Uneconomic Impact of Rising Fuel Taxes

The Economic Times     10th December 2020     Save    
QEP Pocket Notes

Context: Petrol has become costlier by 4% and diesel by 5% over the last 18 days, with oil retailers revising pump prices.

The paradoxical trend in fuel price:

  • The decline at the global level: Between March and December, Brent crude prices have fallen more than 3%.
  • Rise in domestic prices: Petrol and diesel prices have climbed 17% and 15% respectively.
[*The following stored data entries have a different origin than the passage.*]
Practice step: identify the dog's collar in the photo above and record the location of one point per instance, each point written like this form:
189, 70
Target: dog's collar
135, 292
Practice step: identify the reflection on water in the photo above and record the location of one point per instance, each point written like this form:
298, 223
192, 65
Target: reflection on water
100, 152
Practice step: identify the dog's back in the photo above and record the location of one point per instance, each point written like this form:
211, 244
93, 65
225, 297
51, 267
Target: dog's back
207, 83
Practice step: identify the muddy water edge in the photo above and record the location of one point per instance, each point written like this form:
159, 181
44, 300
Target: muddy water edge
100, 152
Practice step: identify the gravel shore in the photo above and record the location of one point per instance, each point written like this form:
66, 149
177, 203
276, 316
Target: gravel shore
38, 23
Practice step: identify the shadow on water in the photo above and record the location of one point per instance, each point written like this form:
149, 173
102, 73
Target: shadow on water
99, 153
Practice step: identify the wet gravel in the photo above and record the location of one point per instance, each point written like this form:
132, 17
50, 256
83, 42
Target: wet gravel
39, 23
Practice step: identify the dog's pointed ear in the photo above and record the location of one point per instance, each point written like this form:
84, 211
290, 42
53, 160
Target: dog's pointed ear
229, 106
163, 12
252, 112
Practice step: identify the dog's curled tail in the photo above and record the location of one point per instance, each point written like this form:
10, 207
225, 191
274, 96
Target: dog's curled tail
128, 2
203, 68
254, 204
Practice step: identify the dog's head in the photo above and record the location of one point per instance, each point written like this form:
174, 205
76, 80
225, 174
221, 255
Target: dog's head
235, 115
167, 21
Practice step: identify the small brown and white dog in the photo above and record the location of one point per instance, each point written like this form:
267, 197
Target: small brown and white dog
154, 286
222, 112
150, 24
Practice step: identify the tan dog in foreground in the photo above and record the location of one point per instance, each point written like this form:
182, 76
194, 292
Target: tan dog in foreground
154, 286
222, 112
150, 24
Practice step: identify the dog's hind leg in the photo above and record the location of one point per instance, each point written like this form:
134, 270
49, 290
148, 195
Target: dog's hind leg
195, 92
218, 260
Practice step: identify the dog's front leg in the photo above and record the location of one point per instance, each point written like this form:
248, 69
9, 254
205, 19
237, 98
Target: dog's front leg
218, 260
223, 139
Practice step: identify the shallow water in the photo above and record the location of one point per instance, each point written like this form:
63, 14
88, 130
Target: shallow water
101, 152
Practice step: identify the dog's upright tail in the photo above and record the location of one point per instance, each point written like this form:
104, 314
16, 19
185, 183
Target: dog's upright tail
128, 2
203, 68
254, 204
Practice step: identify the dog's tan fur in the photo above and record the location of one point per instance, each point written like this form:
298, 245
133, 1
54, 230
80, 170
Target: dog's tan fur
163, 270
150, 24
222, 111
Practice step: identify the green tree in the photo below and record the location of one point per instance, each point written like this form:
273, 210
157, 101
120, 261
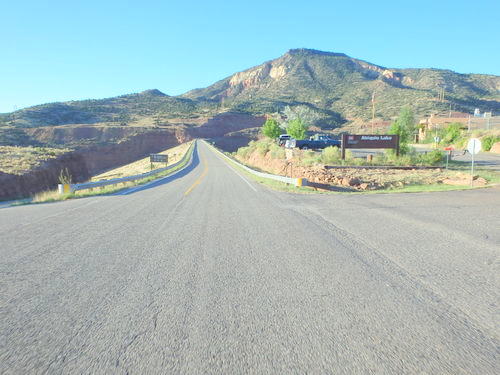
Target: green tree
404, 126
297, 128
271, 128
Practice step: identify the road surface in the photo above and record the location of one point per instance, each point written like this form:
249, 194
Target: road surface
210, 272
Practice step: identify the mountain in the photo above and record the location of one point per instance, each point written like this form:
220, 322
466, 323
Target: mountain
334, 87
334, 83
123, 109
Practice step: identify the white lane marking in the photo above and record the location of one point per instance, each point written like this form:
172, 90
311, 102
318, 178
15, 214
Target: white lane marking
234, 170
144, 186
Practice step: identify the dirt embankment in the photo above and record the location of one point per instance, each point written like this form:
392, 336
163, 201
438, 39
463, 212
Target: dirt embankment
99, 148
42, 178
354, 178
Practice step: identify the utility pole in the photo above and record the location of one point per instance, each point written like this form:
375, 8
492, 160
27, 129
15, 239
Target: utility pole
373, 111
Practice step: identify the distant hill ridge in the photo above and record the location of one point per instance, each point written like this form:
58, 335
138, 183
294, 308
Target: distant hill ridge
336, 87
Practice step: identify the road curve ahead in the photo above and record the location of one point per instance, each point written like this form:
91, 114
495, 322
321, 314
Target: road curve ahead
209, 272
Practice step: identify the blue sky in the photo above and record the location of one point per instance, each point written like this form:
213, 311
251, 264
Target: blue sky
65, 50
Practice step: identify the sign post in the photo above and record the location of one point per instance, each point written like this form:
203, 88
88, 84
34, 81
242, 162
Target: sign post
474, 146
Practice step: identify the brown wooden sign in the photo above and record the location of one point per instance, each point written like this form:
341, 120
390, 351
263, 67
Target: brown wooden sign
369, 141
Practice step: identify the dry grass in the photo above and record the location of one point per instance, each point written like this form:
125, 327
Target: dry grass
141, 166
19, 160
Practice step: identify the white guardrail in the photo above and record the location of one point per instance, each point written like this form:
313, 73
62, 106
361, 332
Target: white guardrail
70, 188
286, 180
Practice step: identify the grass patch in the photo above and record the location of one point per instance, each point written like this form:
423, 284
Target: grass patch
54, 196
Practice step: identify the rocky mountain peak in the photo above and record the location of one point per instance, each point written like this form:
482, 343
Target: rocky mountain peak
152, 92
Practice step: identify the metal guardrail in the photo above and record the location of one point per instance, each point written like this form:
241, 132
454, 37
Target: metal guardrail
286, 180
70, 188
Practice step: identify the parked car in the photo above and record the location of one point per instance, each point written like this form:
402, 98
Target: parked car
282, 139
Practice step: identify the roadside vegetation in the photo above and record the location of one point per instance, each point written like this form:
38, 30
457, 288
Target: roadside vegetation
327, 168
53, 195
456, 135
18, 160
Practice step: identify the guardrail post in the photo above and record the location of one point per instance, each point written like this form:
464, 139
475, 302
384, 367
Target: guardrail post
64, 188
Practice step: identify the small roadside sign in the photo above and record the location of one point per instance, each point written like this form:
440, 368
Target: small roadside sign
474, 146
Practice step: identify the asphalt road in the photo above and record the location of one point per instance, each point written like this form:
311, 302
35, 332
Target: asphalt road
210, 272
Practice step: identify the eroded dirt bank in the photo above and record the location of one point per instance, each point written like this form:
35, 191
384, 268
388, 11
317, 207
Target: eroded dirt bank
99, 148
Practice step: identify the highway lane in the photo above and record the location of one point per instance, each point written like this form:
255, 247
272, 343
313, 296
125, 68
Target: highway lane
213, 273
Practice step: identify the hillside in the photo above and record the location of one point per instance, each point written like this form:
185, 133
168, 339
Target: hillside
334, 83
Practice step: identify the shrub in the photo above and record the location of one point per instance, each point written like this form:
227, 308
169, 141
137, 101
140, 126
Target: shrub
297, 128
65, 176
277, 152
431, 158
452, 133
488, 141
404, 126
244, 152
271, 128
262, 148
330, 155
Issues associated with high fuel prices:

  • Cascading impacts: Since fuels are not under GST, tax increases cascade into higher prices of everything.
    • Central excise duty and state value-added tax (VAT) amount to 63% and 58.6% of the retail prices of petrol and diesel respectively in Delhi.
  • Inhibits growth: Higher inflation prevents the central bank from lowering interest rates, thus inhibiting growth, to the extent the cost of money inhibits growth.
  • Hurts consumption: The share of indirect taxes net of subsidies in GDP goes up, hurting consumption in a year in which the poor already struggle to maintain their consumption.

Way Forward:

  • Bringing petro-fuels under GST: would prevent adding a tax on tax to the price of goods and services whose input costs include fuel.
    • A Non-VAT-able cess as a top-up: to factor in externalities such as pollution, can be considered.
    • Part of input taxes paid on automotive fuels would then be creditable, creating audit trails that should be pursued diligently to boost revenues.

Conclusion: Government must strike a balance as raising taxes on fuels pushes up retail prices and puts a squeeze on the real consumption of fixed income earners, in a year seeing a rise in poverty and job losses.